Daniel Kahneman: Intuition works less often than we think. There is no such thing as professional “expertise.” The Intuitions in chess masters develop with “big data” comes from experience. For people, the immediacy of feedback is especially important to learn the basis of expertise. When feedback comes closer in time to the decision, intuition tends to be a lot stronger. Gary Klein, author of The Sources of Power is hostile to Kahneman’s view. Together they studied the boundary between trustworthy and untrustworthy sources of intuition. Confidence of intuition is NOT a good guide of intuition. If you want to explore intuition, you have to ask “not how happy the individual is” but what domain they are working in. There are some domains where intuition works, and some domains where it does not. You need to ask “did the individual have an opportunity to learn irregularities on the way to building intuition? In domains where a lot of people have equal degrees of high confidence, they often do not know the limits of their expertise.
Mauboussin: People blend quantitative and qualitative intuition, but what about disciplined intuition? Is there a better structure to decision-making?
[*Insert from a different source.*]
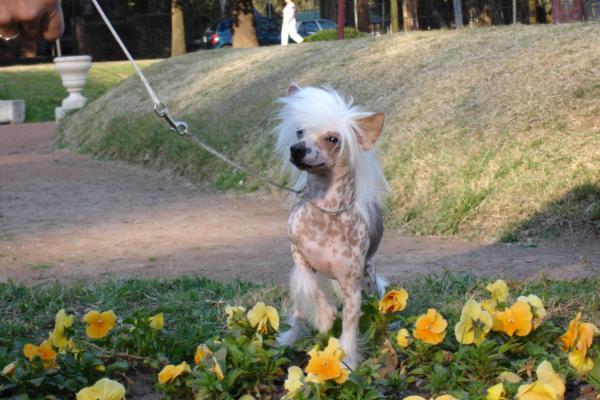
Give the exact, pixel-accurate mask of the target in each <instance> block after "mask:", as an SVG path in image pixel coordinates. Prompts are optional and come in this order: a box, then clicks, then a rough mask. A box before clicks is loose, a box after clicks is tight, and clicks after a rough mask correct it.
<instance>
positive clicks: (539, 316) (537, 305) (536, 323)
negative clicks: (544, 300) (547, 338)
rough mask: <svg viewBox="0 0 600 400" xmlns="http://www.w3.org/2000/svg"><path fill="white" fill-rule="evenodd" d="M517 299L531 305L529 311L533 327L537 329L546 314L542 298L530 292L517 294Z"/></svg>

Kahneman: When you put human judgment against simple models, after reading Paul Meehl’s book which showed where the human has access to all of the data behind the model, the model still wins in making decisions. There are no confirmed counter-examples. Studied an interviewing system for combat units. Asked multiple interviewers to speak with each candidate with a focus on one topic only per subject. Previously the interviewers had experienced a looser system without restriction—one interviewer per subject, with a broad focus. Unfortunately the previous system had zero predictive value on subsequent performance. At first, when the interviewers were instructed on a “disciplined” focus/topical breakdown, they were furious. People like using their broad intuitions. The interviewers were given a rating scale of 1 to 5 in each area they were assigned to cover. Eventually we got the data on how performance turned out based on the revised interview process. It turned out that interviews done in this way had much better predictive value for subsequent performance.
The problem with intuitions is how they come too fast. They are subject to confirmation biases. If you look at just one thing independent of all else and reserve judgment until the very end, what ultimately comes to mind will be more valid than if you don’t have discipline. It’s important to stress the independence (focus on 1 topic) to resist and overcome associative coherence—aka the halo effect.